There’s even a Hanukkah corner if you fit into that category. And the best thing? The entire cocktail list consists of Christmas themed drinks, including a Bad Santa, Christmopolitan, and Jingle Balls Nog.
Another option is the Sippin Santa’s surf shack pop up at Boilermaker in East Village. More Christmas cocktails, anyone?
2. Hit up some holiday markets
While the NYC holiday markets don’t quite live up to the European ones, I still have to admit, they were pretty darn good. I seriously enjoyed munching on a choc-covered churro while peeking in to stalls filled with Christmas decorations and trinkets.
The best known markets are the Winter Village at Bryant Park, and the Holiday Markets at Union Square and Columbus Circle.
You can find a full list with some more info on the holiday markets here.
3. Take part in (or lol at) Santacon
Santacon looks kind of stupid and ridiculous, but even still – it’s somewhat amusing to watch the large number of drunk Santas / slutty Santas / hideously dressed people wandering the streets of New York City on this eventful Saturday.
Santacon starts at 10 AM on December 12, but the starting point and route of the parade does not get revealed until the day before. Follow them on Twitter to find out where it will start.
4. See the Christmas displays
The department stores in midtown go all out with their Christmas window displays. These elaborately decorated facades are a must see for anyone visiting NYC during the holidays.
I followed the route suggested by Mary in Manhattan, but I would also include starting on Avenue of The Americas opposite Radio City, as that’s where you’ll find the oversized ornaments pictured above.
Be prepared, this route can get crazy busy with a lot of pushy tourists, each trying to take their photos by getting in the way of everyone else. Things can get hectic. Have your bumping elbows ready, and don’t be afraid to stand on random benches to get your own photos.
5. Skate your heart out
Confession: I am notoriously bad at ice skating, which is weird because I am fairly good at skiing. But skating usually results in me spending a lot of time on my ass cursing the slippery surface beneath my feet.

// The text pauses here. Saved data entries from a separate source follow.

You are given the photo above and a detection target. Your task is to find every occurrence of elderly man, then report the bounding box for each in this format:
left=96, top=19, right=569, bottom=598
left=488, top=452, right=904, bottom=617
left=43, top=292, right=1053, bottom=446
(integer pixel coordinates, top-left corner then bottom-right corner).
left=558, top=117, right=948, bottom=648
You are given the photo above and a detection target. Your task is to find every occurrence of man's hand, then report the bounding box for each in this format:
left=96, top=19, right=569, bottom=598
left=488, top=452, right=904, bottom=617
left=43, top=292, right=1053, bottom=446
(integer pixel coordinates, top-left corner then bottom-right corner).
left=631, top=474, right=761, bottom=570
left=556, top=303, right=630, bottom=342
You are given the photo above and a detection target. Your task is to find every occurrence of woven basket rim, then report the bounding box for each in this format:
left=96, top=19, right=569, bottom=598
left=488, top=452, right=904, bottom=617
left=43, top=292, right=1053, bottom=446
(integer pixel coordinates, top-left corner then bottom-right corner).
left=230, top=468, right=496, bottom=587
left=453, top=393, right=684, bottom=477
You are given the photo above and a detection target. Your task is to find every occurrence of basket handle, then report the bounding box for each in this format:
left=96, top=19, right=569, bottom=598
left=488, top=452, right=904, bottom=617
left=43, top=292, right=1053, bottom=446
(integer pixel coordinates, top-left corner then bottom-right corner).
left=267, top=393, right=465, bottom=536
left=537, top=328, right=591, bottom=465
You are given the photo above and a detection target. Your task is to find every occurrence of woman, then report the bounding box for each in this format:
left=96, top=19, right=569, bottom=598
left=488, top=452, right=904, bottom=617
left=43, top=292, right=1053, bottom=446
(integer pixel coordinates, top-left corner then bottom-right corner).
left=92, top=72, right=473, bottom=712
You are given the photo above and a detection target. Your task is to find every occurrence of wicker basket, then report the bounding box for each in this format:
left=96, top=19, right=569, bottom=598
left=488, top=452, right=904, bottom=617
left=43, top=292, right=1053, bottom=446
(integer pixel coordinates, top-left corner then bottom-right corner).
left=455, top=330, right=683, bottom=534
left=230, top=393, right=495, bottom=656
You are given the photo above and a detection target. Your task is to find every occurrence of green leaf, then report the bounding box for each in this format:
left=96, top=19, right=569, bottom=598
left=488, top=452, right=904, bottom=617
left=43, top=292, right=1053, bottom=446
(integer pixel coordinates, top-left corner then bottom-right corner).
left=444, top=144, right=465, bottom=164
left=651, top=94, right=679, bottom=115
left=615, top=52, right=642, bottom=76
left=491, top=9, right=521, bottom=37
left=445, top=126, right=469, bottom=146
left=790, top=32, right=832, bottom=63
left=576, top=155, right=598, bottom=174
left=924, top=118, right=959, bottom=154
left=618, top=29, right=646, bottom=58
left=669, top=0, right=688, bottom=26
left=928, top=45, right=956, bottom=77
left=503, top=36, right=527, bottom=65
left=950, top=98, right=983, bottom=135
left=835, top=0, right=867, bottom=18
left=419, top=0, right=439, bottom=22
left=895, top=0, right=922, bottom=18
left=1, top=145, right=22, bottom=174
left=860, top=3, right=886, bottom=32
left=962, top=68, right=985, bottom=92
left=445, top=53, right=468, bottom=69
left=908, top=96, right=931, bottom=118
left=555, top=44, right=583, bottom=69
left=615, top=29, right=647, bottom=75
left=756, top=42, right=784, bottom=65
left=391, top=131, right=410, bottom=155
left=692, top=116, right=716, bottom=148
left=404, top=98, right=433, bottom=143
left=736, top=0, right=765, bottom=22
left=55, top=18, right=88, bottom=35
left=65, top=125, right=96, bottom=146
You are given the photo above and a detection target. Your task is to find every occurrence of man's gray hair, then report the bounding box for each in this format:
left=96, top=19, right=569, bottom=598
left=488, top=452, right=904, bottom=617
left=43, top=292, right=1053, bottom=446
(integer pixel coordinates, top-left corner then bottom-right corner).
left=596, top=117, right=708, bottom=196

Still, I don’t think it would be a proper Christmas in NYC without skating. There are a number of rinks in Manhattan, including:
- Central Park (North and South)
- Rockerfeller Plaza
- Chelsea Piers
- Battery Park
- Bryant Park
Here’s a list of the most popular rinks with prices and opening hours.
6. Catch a Vintage subway train
Ever wondered what it would be like to catch the NYC subway in the 1930’s? No? Even if that thought hasn’t crossed your mind, you can now experience it for realsies.
The MTA and Transit Museum have an annual tradition of replacing select Sunday train services with some old school vintage train cars. I managed to catch one of these yesterday, and I have seriously never seen so many smiles on the faces of New York City residents as when they saw this vintage train approaching the platform. It was truly a beautiful moment.
Find more details and schedules here.
7. Walk through Central Park covered in snow
I was advised that the timing of the first snow in New York City is very unpredictable. Over recent years, it has started as freakishly early as Halloween. Last year it was around Thanksgiving, and this year, it doesn’t even look like it will snow before Christmas (booo).
If you’re lucky enough to be in NYC when the first snow hits – go for a walk in Central Park. Take your camera for some snowy scenes in one of NYC’s best photo spots.